11c and g in Buchner (Buchner,
1984
)]. Based on our experimental results, which generally follow
the sinusoidal shape of correlation type motion detectors, it seems likely
that both intra- and inter-eyelet EMDs are based on correlation-type motion
detection. However, without detailed modeling, it is difficult to predict what
the response would be if the two motion detection mechanisms were combined.

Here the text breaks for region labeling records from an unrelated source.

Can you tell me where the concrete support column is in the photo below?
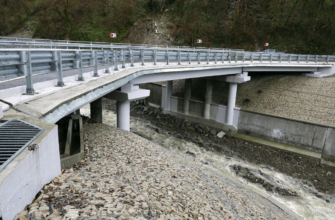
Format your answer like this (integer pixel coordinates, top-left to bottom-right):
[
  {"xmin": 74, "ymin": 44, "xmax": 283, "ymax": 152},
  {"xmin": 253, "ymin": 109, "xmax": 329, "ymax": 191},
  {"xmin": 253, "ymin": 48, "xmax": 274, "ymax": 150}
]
[
  {"xmin": 117, "ymin": 101, "xmax": 130, "ymax": 131},
  {"xmin": 204, "ymin": 80, "xmax": 213, "ymax": 119},
  {"xmin": 184, "ymin": 79, "xmax": 192, "ymax": 115},
  {"xmin": 162, "ymin": 81, "xmax": 173, "ymax": 111},
  {"xmin": 226, "ymin": 82, "xmax": 237, "ymax": 125},
  {"xmin": 105, "ymin": 83, "xmax": 150, "ymax": 131},
  {"xmin": 90, "ymin": 98, "xmax": 102, "ymax": 123}
]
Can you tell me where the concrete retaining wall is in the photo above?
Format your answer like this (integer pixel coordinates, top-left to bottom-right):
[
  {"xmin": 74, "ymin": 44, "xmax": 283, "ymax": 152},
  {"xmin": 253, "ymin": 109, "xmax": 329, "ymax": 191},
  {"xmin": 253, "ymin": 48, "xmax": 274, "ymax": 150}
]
[
  {"xmin": 0, "ymin": 126, "xmax": 61, "ymax": 220},
  {"xmin": 141, "ymin": 83, "xmax": 335, "ymax": 162},
  {"xmin": 238, "ymin": 111, "xmax": 335, "ymax": 160}
]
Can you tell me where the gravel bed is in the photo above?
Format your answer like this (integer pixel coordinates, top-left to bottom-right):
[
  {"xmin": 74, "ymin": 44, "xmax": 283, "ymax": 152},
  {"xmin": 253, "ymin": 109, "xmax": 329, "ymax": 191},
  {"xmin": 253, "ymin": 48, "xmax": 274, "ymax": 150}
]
[{"xmin": 17, "ymin": 123, "xmax": 295, "ymax": 219}]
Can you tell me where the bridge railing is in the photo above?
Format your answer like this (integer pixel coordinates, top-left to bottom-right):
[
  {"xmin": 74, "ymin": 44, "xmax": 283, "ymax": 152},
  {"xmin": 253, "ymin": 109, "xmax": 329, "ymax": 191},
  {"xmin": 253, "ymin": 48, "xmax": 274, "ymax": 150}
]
[
  {"xmin": 0, "ymin": 36, "xmax": 239, "ymax": 51},
  {"xmin": 0, "ymin": 37, "xmax": 335, "ymax": 94}
]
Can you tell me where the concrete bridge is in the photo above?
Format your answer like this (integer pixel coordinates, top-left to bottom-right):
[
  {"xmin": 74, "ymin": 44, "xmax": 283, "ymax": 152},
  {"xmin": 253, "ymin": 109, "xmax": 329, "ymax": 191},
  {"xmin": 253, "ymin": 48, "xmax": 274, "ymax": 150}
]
[{"xmin": 0, "ymin": 38, "xmax": 335, "ymax": 219}]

Concerning our findings, it is noteworthy that, according to Buchner
(Buchner, 1984
), both models
predict identical zero crossings, and so either model would support processing
within eyelets.
Our estimated acceptance angle of 37° is relatively large compared to
other insects (Land, 1997
).
Previous measurements of X. peckii eyes show that the angular width
of a whole eyelet retina (projected through the nodal point of the lens) is
about 33° (Buschbeck et al.,
2003
). Considering our current results, however, it is unlikely
that the whole retina acts as an input element. The EMD model is relatively
insensitive to the magnitude of the acceptance angle (see
Fig. 6A) – the s.d. of
1000 optimized values was 36° – and this should be verified using
more direct means.
There are important differences between the results for X. peckii
and those for X. vesparum. The latter did not exhibit the reversed
optomotor turning that indicates spatial aliasing, and Pix et al.
(Pix et al., 2000
) attribute
this primarily to an irregular sampling array. Indeed, the reversal in turning
direction is lost even in a very regular lens array like that of
Drosophila when the stimulus grating is not aligned perpendicular to
the principal EMD orientation (Buchner,
1976
); such misalignment is surely the case over much of the
strepsipteran eye, and so this conclusion is reasonable. Also, X.

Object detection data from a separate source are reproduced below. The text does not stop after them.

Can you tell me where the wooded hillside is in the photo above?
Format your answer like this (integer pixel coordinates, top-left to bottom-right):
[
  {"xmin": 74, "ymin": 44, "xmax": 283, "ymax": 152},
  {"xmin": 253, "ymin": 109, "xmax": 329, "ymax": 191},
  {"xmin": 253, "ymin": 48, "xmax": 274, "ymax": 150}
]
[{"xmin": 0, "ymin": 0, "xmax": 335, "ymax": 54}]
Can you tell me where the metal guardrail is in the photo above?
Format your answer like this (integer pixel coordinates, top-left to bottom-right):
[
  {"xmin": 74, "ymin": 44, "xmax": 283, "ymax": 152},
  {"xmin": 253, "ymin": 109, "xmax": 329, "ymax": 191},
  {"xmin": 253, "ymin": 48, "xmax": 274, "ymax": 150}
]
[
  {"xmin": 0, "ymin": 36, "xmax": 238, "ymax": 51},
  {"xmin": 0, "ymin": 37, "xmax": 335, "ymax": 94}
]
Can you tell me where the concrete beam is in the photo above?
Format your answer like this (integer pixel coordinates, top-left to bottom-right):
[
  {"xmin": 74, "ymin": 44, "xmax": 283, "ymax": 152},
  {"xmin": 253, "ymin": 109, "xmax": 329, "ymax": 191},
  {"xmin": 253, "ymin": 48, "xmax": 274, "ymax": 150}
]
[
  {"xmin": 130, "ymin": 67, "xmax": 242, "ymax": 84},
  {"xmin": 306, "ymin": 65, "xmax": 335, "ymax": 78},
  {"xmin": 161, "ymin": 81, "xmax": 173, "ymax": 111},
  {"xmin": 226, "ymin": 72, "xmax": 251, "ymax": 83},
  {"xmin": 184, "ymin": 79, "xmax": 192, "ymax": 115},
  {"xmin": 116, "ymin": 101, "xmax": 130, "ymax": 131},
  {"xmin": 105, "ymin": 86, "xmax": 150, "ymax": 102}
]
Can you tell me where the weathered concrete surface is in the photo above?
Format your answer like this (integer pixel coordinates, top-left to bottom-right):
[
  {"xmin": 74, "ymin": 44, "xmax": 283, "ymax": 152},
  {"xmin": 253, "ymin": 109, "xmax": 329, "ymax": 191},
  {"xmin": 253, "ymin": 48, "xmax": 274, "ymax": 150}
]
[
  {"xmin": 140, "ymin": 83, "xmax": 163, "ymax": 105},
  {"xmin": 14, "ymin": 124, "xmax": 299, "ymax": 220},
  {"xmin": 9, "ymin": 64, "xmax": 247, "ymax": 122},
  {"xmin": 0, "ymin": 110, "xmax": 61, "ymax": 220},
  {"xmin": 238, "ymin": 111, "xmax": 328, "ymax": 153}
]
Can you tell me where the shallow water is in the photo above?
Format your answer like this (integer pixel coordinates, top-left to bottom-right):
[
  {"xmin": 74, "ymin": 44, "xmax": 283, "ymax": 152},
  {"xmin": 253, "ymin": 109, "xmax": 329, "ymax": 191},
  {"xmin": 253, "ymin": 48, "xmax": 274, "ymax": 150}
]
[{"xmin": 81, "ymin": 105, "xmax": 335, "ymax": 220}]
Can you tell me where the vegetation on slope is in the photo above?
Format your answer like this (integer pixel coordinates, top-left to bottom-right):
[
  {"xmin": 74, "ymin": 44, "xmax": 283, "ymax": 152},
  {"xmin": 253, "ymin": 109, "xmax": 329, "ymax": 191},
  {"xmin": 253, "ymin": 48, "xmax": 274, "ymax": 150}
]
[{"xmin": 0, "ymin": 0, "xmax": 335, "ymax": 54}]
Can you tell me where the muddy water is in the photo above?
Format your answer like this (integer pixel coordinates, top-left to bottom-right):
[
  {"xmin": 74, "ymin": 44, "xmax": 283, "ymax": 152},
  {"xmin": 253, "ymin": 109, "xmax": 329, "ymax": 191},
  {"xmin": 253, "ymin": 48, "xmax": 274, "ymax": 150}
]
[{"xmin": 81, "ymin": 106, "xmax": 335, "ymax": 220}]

vesparum did not produce a local response maximum at
20°. While
these differences in performance may indicate different motion-detection
systems, alternative explanations include the difference in wavelength
intervals tested in the critical region, the larger eyelets of X.
pekii with their greater number of receptor cells, the difference in
sample sizes (the smallest being 23 rather than 3) and, most importantly, the
fact that our model was predicated on two distinct sampling bases rather than
one.
Based on our results, we propose that at its widest extent the retina of
one eyelet has four sampling units in the horizontal plane (four sampling
units separated by 10° gives a total extent of 30°; see
Fig. 8B). Assuming a
symmetrical, round retina, one eyelet can have up to 13 points of resolution
(based on
r2). This value falls well within the
6–35 points previously estimated from histological sections
(Buschbeck et al., 2003
). Since
each eyelet has around 100 receptor cells
(Buschbeck et al., 2003
), and
each EMD input element is formed by approximately eight receptor cells. This
is an intriguing parallel with the ommatidia of typical compound eyes, in
which the signals from 8–10 photoreceptors are also pooled, and even
with the neural superposition compound eyes of flies such as
Drosophila, in which eight photoreceptors from seven different
ommatidia sample each point in space. Since an abundance of photoreceptor
cells is costly (Laughlin et al.,
1998
) it may be that natural selection produces the minimum number
of receptors necessary to adequately sample each point in the visual field; if
this is the case, in compound eyes the minimum number is approximately eight.
Since vision has several modalities (detection of color, brightness, motion,
etc.) and the optomotor response is exclusively based on motion detection, our
conclusions refer to the motion detection system specifically. It is possible
that some of the photoreceptors primarily serve other visual tasks, possibly
even utilizing visual pathways with different spatial resolution.